Pee Wee stopped and turned to see Bianca hurrying down the sidewalk toward her.
“Wee, that C-note trick of mine carries heavy bread. I can’t take it off alone—he keeps his wallet pocket locked with safety pins. It hit me after I split that you could creep on him while he sucks my pussy. You in?”
“What kinda dude is he, and what kinda bread is he luggin’?” Pee Wee said, with eyes asparkle.
He’s a sixtyish German ex-con thug and stickup man who owns a plumbing business. I admit cracking his pants safe ain’t to be considered a piece of cake. He keeps a dagger on his leg. But, shit, he’s gotta have six to eight grand in that leather. Wee, let’s try the motherfucker. Fifty-fifty.”
Pee Wee took her arm. “Let’s go,” she said, and she and Bianca hurried down the street.
They entered a sparsely furnished kitchenette off an alley a block away. Bianca glanced at her watch. “We’ve got a few minutes before he shows.”
Pee Wee looked about the room. “Where does he put his pants?”
Bianca tossed her head toward a battered couch near the foot of the four-poster brass bed. They sat on the side of the bed.
“Is that closet crowded?” Pee Wee asked as she stared at the closet door to the left of the couch.
“It’s empty. This is just a trick crib. I live in a hotel. Girl, I’m sorry about Big Cat…Is Shetani treating you right?”
A frown flicked across Pee Wee’
s face. “Yeah, sure.” She paused to laugh. “I’ve been sending him long bread. So, naturally, he sweet-talks on the phone and keeps my medicine comin’ on time.” She went on, “I’m gonna be his bottom woman. That’s gotta be any day. He’s gonna fire that white bitch Petra, if he ain’t already. He copped me on that promise.”
Bianca said, “That’s great, Wee.”
Pee Wee got up and went into the bathroom. She looked at an open window above the commode. She would be able to slide through it to the alley in a flash, she thought.
“Nice big split window for us, ain’t it, Wee?” Bianca said.
Pee Wee placed a hand on the teenager’s shoulder. “Bianca, I ain’t tryin’ to be hipper than you or nothin’, but I’m twenty-eight and been on the fast track since I was fifteen. Keep your body and voice loose when I creep on the sucker. Otherwise, he could wake up…”

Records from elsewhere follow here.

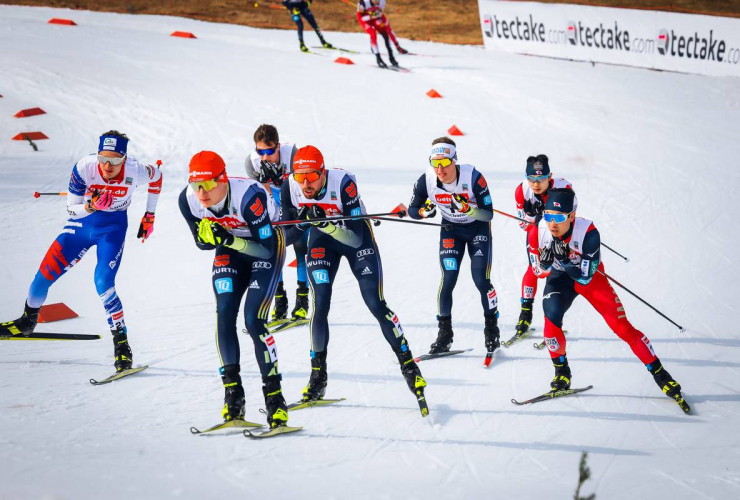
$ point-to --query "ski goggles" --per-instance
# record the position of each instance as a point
(312, 176)
(556, 218)
(440, 162)
(113, 161)
(268, 151)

She reached into her bosom and took out a tiny .22-caliber automatic. Pee Wee went on, “I don’t give up no sting bread, and I don’t wanna shoot no white man in Wisconsin. So, baby, please be cool and loose. I’ll know his head is between your legs when you moan. By the way, you can split out the door after me if he goes to the bathroom. I’ll meet you at Third and Vine to lay your end of the score on you.”

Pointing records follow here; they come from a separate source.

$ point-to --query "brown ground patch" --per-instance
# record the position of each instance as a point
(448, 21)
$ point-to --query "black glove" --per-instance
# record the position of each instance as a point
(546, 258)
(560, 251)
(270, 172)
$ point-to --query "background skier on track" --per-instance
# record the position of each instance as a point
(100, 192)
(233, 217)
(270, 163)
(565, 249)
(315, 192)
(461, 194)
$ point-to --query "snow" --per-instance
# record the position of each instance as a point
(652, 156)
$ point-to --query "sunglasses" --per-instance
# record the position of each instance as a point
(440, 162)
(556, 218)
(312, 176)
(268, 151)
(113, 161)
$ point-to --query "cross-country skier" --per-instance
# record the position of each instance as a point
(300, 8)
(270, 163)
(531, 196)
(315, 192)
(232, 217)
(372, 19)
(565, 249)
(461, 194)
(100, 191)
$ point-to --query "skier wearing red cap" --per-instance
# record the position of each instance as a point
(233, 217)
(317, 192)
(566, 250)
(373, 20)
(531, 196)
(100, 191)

Bianca said, “Don’t worry, Wee. I’ll play it right.”
Pee Wee concealed herself in the closet.
Shortly, the elderly trick arrived, with suck lust aglitter in his blue eyes.

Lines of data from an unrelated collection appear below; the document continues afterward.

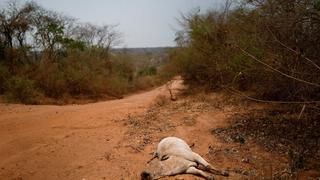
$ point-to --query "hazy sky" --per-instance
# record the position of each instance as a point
(144, 23)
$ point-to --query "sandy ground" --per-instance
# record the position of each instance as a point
(98, 141)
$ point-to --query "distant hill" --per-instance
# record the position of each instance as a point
(146, 50)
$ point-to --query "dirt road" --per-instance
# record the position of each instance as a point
(97, 141)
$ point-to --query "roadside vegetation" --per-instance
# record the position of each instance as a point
(47, 57)
(265, 51)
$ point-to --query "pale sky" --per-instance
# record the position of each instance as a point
(143, 23)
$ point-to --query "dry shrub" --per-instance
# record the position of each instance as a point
(144, 82)
(279, 130)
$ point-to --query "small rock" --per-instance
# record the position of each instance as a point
(245, 160)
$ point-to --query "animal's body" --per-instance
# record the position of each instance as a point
(174, 156)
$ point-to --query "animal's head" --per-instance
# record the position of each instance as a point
(153, 170)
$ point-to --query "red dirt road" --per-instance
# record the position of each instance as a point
(92, 141)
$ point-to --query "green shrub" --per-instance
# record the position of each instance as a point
(22, 90)
(4, 75)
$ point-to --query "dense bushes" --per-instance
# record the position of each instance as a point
(269, 47)
(46, 57)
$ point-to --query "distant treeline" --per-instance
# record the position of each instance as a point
(47, 57)
(268, 47)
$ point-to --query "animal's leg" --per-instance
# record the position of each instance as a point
(195, 171)
(199, 159)
(207, 166)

“Sweetie Franz, I got so hot waiting for you, I can fry an egg on my pussy,” Bianca crooned as she extended her palm.
He placed a C-note bill in it and dropped his massive frame onto the couch.
“Yah, I’m very hot myself. How is your mudder?”
She bent to kiss the top of his graying blond head. “She was fine when I stopped by after I finished cleaning for one of my ladies in Whitefish Bay.”
She sat on the foot of the bed, facing him, and slipped off her short shorts. She jackknifed her legs to display her pouted vulva, nesting in a curly jungle of auburn bush.